ATI RN
RN Nursing Care of Children 2019 With NGN
1. What procedure is most appropriate for the assessment of an abdominal circumference related to a bowel obstruction?
- A. Measuring the abdomen after feedings
- B. Marking the point of measurement with a pen
- C. Measuring the circumference at the symphysis pubis
- D. Using a new tape measure with each assessment to ensure accuracy
Correct answer: B
Rationale: Marking the point of measurement ensures consistent and accurate assessments of abdominal circumference, especially important in conditions like bowel obstruction where changes need to be monitored closely.
2. A parent brings their 2-year-old son in for a well visit. The nurse assesses his growth since the last appointment. Which finding should concern the nurse?
- A. Prominent abdomen
- B. Forward curve of the spine in the sacral area
- C. Increase in height of 5 inches in the past year
- D. Total weight gain of 15 lb in the past year
Correct answer: D
Rationale: The correct answer is D. A total weight gain of 15 lb in one year for a 2-year-old is excessive and may indicate an underlying issue such as a metabolic disorder or overfeeding. This rapid weight gain can put the child at risk for health problems. Choices A, B, and C are not typically concerning findings in a 2-year-old. A prominent abdomen can be normal at this age due to a toddler's slightly protruding belly, a forward curve of the spine at the sacral area is a typical finding in young children, and an increase in height of 5 inches in a year is within the expected range of growth for a 2-year-old.

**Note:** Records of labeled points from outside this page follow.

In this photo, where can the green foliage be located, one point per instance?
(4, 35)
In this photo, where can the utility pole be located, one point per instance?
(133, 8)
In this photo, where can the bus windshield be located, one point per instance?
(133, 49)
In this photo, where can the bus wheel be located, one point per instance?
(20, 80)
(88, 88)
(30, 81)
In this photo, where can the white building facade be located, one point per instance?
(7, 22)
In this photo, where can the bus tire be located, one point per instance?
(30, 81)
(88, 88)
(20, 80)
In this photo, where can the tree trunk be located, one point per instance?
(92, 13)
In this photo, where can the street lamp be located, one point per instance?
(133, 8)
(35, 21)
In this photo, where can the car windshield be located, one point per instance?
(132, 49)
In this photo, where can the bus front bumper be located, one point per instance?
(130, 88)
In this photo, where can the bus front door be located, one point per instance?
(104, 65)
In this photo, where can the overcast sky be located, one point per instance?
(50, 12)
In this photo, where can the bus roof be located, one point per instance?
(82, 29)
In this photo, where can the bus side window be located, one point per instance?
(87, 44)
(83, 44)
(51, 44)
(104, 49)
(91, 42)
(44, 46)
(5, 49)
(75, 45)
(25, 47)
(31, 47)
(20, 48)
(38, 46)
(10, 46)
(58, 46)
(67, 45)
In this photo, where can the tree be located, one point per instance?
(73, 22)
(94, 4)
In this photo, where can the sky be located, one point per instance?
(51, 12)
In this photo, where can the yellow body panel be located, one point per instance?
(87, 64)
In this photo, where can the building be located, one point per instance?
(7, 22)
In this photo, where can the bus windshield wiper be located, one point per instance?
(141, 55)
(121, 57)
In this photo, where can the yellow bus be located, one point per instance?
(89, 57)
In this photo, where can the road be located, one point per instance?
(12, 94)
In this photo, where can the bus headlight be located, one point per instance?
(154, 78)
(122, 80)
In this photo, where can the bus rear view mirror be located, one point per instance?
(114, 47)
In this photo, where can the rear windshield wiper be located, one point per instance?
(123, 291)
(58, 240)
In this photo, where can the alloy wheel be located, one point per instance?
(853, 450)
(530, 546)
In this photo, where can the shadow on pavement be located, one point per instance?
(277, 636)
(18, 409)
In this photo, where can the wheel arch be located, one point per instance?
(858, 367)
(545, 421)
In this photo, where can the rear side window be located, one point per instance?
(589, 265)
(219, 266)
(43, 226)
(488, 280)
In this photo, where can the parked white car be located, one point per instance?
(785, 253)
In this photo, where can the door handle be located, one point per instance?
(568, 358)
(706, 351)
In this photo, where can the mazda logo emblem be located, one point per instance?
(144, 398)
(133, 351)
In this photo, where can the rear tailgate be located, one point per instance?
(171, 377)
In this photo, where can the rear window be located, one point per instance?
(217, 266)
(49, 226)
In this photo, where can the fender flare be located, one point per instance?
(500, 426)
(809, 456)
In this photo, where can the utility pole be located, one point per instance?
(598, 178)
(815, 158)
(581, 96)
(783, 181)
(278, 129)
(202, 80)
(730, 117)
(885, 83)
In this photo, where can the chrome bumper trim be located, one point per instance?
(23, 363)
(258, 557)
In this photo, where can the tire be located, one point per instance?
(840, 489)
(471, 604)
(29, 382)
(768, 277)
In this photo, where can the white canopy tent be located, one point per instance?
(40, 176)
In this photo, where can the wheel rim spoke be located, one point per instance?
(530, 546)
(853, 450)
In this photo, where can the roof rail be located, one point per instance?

3. The clinic nurse is teaching parents about physiologic anemia that occurs in infants. What statement should the nurse include about the cause of physiologic anemia?
- A. Maternally derived iron stores are depleted in the first 2 months.
- B. Fetal hemoglobin results in a shortened survival of red blood cells.
- C. The production of adult hemoglobin decreases in the first year of life.
- D. Low levels of fetal hemoglobin depress the production of erythropoietin.
Correct answer: B
Rationale: Physiologic anemia is caused by the transition from fetal to adult hemoglobin, with fetal hemoglobin having a shorter lifespan, leading to a temporary decrease in red blood cells.
4. An infant, age 6 months, has six teeth. The nurse should recognize that this is what?
- A. Normal tooth eruption
- B. Delayed tooth eruption
- C. Unusual and dangerous
- D. Earlier than expected tooth eruption
Correct answer: D
Rationale: Having six teeth at 6 months is earlier than the typical tooth eruption schedule, but it is not unusual or dangerous. It is within the range of normal variations in infant development.
5. Which immunization should the nurse include in a teaching session for parents of toddler-age clients to decrease the risk for epiglottitis?
- A. Hepatitis B
- B. Polio
- C. Measles, mumps, and rubella (MMR)
- D. Hemophilus influenzae type B (Hib)
Correct answer: D
Rationale: The correct answer is D, Hemophilus influenzae type B (Hib) vaccine. Hib vaccine is crucial in preventing epiglottitis, a serious respiratory condition caused by Haemophilus influenzae type b bacteria. This vaccine is recommended for toddlers to protect them from developing epiglottitis. Choices A, B, and C are incorrect because while they are important vaccines for children, they do not specifically target the prevention of epiglottitis, unlike the Hib vaccine.